Un député s'en prend à Guéant
07 février 2012 16:33; Act: 07.02.2012 18:04 Print
Clash à l'Assemblée nationale
Les ministres français ont quitté mardi l'Assemblée, après qu'un député de gauche a évoqué «camps de concentrations» et «régime nazi», en référence à des déclarations du ministre de l'Intérieur.
Lors d'un colloque samedi, le ministre de l'Intérieur Claude Guéant avait jugé que «toutes les civilisations ne se valent pas», provoquant une vive polémique. «Celles qui défendent l'humanité nous paraissent plus avancées que celles qui la nient (...). Celles qui défendent la liberté, l'égalité et la fraternité, nous paraissent supérieures à celles qui acceptent la tyrannie, la minorité des femmes, la haine sociale ou ethnique», avait-il argumenté. Ces propos ont suscité un torrent de critiques des associations antiracistes et de l'opposition qui ont accusé le ministre de l'Intérieur de faire le jeu de l'extrême droite.
La droite demande des excuses«François Fillon déplore que l'opposition ait choisi d'avoir recours à une provocation indécente lors de la séance des questions au gouvernement à l'Assemblée nationale», a indiqué Matignon dans un communiqué, peu après la suspension de la séance à l'Assemblée nationale. «Le Premier ministre demande aux responsables de l'opposition de condamner les propos tenus dans l'hémicycle», poursuivent les services de M. Fillon. «Il est des comparaisons qui font honte à ceux qui les professent», ajoutent-ils. «La France est une démocratie, un État de droit dans lequel la parole libre ne saurait servir à salir, même un adversaire politique», selon Matignon.
«Le martyre des victimes de la Seconde Guerre mondiale ne doit pas être galvaudé pour des raisons partisanes», conclut le communiqué.
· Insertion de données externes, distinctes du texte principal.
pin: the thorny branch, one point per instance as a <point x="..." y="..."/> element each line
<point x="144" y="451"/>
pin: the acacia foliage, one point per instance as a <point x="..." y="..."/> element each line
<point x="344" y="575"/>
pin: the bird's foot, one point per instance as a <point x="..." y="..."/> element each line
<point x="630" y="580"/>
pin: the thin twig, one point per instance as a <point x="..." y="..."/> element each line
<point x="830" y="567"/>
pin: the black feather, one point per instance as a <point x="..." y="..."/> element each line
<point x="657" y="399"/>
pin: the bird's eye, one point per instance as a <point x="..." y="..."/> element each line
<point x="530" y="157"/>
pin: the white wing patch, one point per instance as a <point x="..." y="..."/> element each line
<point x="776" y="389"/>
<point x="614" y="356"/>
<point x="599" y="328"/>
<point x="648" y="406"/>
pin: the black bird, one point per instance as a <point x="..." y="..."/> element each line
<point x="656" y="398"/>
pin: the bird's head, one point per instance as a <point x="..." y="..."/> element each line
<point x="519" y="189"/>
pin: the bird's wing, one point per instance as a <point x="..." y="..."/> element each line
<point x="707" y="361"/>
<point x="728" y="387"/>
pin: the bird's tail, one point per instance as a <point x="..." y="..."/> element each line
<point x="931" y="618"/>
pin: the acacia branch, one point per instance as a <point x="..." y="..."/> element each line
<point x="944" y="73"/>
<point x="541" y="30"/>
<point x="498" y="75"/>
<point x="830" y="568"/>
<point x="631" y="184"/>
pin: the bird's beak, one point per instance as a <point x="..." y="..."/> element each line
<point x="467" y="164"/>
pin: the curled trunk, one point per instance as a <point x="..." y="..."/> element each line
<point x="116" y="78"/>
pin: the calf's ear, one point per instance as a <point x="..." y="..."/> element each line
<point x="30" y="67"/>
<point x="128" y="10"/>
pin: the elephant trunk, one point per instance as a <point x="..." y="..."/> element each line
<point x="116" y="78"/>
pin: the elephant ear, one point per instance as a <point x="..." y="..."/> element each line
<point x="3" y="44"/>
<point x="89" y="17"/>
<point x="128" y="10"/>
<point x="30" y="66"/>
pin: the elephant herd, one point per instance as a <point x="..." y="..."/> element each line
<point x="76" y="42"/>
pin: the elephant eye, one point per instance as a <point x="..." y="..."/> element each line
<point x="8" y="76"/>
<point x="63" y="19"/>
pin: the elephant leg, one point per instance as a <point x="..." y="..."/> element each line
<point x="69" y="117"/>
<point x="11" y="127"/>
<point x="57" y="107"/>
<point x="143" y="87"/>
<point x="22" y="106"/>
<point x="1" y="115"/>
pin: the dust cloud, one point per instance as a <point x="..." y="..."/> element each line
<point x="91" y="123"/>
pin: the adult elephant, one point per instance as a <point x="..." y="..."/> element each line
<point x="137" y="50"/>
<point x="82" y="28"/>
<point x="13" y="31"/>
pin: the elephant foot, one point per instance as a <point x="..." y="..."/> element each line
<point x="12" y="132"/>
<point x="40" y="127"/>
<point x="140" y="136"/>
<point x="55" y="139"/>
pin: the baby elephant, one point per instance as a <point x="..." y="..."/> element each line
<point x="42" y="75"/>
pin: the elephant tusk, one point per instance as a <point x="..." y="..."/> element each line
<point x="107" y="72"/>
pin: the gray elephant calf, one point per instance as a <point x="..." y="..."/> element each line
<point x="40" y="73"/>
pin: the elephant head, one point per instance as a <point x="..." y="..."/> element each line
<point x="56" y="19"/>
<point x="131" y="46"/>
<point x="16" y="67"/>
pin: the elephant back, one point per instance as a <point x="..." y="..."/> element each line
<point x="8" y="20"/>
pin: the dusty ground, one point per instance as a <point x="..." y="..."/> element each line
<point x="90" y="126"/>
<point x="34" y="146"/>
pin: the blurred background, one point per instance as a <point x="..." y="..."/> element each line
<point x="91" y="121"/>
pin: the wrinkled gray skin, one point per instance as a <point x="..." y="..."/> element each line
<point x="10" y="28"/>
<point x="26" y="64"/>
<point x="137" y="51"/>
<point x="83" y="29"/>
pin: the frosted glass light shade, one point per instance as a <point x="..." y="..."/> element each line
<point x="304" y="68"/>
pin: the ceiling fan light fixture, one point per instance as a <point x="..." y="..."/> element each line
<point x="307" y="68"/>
Le président de l'Assemblée, Bernard Accoyer (UMP), a lui qualifié l'incident de «particulièrement grave» et mis en garde contre la «gravité d'un certain nombre de propos qui peuvent dériver vers des amalgames historiques inappropriés».
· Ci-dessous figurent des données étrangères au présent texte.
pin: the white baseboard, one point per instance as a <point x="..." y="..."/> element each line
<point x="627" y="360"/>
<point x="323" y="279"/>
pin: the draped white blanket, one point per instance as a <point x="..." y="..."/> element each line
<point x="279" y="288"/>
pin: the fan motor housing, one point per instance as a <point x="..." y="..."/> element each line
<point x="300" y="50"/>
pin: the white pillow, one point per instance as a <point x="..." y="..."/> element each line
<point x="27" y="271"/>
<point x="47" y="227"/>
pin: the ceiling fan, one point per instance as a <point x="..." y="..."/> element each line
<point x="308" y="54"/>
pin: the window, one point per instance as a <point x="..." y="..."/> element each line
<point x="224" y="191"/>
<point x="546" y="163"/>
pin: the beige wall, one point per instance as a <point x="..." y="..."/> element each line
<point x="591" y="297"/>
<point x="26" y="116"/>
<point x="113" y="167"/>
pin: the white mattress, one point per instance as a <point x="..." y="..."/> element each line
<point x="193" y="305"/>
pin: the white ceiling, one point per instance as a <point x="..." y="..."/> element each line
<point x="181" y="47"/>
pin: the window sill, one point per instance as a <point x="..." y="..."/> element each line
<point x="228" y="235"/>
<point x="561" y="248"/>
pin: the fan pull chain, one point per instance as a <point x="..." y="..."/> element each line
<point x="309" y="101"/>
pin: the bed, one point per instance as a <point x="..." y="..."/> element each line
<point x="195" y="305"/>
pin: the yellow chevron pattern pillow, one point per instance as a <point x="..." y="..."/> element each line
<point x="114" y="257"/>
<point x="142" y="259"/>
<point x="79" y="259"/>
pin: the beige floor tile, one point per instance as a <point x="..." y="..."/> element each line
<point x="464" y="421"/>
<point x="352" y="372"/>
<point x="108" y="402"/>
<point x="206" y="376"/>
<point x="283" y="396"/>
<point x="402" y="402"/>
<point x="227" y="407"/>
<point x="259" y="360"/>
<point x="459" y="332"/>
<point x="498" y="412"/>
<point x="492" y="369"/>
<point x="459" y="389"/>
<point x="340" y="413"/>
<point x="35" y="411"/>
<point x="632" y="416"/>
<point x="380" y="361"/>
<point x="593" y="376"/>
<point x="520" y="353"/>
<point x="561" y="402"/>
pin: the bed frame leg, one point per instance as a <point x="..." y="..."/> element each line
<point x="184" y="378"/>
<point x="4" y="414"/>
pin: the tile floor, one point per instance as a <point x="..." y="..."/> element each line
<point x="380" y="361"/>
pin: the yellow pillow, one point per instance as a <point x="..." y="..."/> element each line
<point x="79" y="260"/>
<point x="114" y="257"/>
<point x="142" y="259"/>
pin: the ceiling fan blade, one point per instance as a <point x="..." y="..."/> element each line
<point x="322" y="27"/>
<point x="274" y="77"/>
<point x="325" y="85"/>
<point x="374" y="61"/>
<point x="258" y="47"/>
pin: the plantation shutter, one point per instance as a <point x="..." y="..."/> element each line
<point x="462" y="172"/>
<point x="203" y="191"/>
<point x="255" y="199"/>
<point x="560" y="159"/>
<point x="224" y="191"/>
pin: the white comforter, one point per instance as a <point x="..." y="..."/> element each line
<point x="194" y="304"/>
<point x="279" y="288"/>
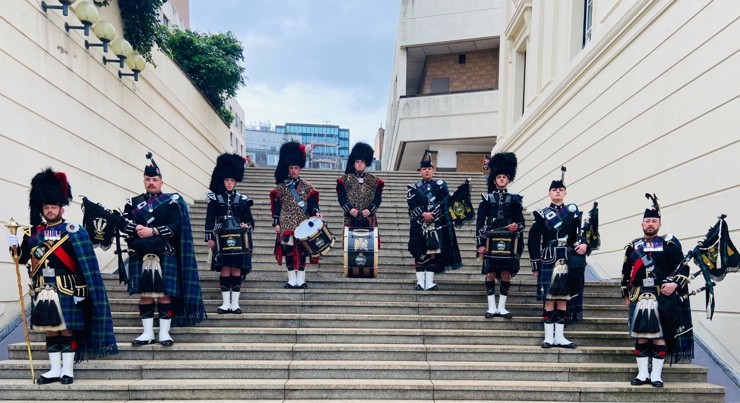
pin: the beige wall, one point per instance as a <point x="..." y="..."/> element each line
<point x="649" y="105"/>
<point x="61" y="107"/>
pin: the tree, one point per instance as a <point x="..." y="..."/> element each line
<point x="213" y="63"/>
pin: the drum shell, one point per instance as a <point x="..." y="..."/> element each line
<point x="314" y="236"/>
<point x="503" y="244"/>
<point x="361" y="252"/>
<point x="232" y="241"/>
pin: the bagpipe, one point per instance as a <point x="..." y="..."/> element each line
<point x="590" y="228"/>
<point x="715" y="255"/>
<point x="102" y="225"/>
<point x="460" y="206"/>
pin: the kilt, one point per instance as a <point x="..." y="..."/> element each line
<point x="169" y="274"/>
<point x="497" y="265"/>
<point x="243" y="262"/>
<point x="74" y="316"/>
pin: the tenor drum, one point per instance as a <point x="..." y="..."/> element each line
<point x="361" y="252"/>
<point x="314" y="236"/>
<point x="502" y="244"/>
<point x="232" y="238"/>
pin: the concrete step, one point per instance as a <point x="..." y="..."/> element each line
<point x="327" y="369"/>
<point x="366" y="389"/>
<point x="352" y="352"/>
<point x="380" y="308"/>
<point x="315" y="320"/>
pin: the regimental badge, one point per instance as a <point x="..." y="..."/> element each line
<point x="100" y="224"/>
<point x="360" y="244"/>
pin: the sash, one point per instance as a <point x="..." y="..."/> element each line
<point x="63" y="256"/>
<point x="294" y="193"/>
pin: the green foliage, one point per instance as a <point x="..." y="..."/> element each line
<point x="212" y="61"/>
<point x="141" y="25"/>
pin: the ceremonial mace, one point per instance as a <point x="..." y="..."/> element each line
<point x="13" y="226"/>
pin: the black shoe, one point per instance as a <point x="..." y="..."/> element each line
<point x="637" y="382"/>
<point x="137" y="343"/>
<point x="45" y="381"/>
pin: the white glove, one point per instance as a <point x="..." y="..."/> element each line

«M. Guéant, vous privilégiez l'ombre, vous nous ramenez jour après jour à ces idéologies européennes qui ont donné naissance aux camps de concentration», a déclaré mardi le député apparenté socialiste de la Martinique (île des Antilles françaises) Serge Letchimy, avant de se référer dans le brouhaha au «régime nazi». Le départ des membres du gouvernement s'est accompagné de celui des députés de droite, après que le président de l'Assemblée a vainement appelé au calme.
«C'est du bon sens»
Le président Nicolas Sarkozy avait défendu lundi son ministre. «Nous sommes dans une de ces polémiques ridicules dont seul le milieu politique sait en donner l'illustration», a-t-il déclaré dans un entretien diffusé sur les chaînes françaises et allemandes France 2 et ZDF. «Le ministre de l'Intérieur a dit qu'une civilisation, un régime, une société qui n'accordaient pas la même place et les mêmes droits à des hommes et à des femmes, ça n'avait pas la même valeur», avait-il poursuivi, ajoutant: «C'est du bon sens».
Plus tôt mardi, Claude Guéant avait écrit au Conseil français du culte musulman (CFCM), qui s'était ému de ses déclarations, pour l'assurer que ses propos ne visaient pas les musulmans français. «Mon propos de bon sens et d'évidence ne visait aucune culture en particulier, ni nos concitoyens de confession musulmane qui respectent et adhèrent pleinement aux valeurs de la République, et dont la République respecte et protège les croyances», selon M. Guéant.
Pour sa part, le candidat socialiste à la présidentielle et favori des sondages de l'élection d'avril-mai, François Hollande, a jugé que M. Guéant «ferait mieux de s'occuper de la société plutôt que de faire des phrases sur la civilisation». Ces derniers mois, Claude Guéant avait déjà suscité la controverse, en déclarant notamment en avril que l'augmentation du nombre de fidèles musulmans posait «problème», ou en désignant les Roms ou Comoriens comme les principaux acteurs de la délinquance à Paris et à Marseille.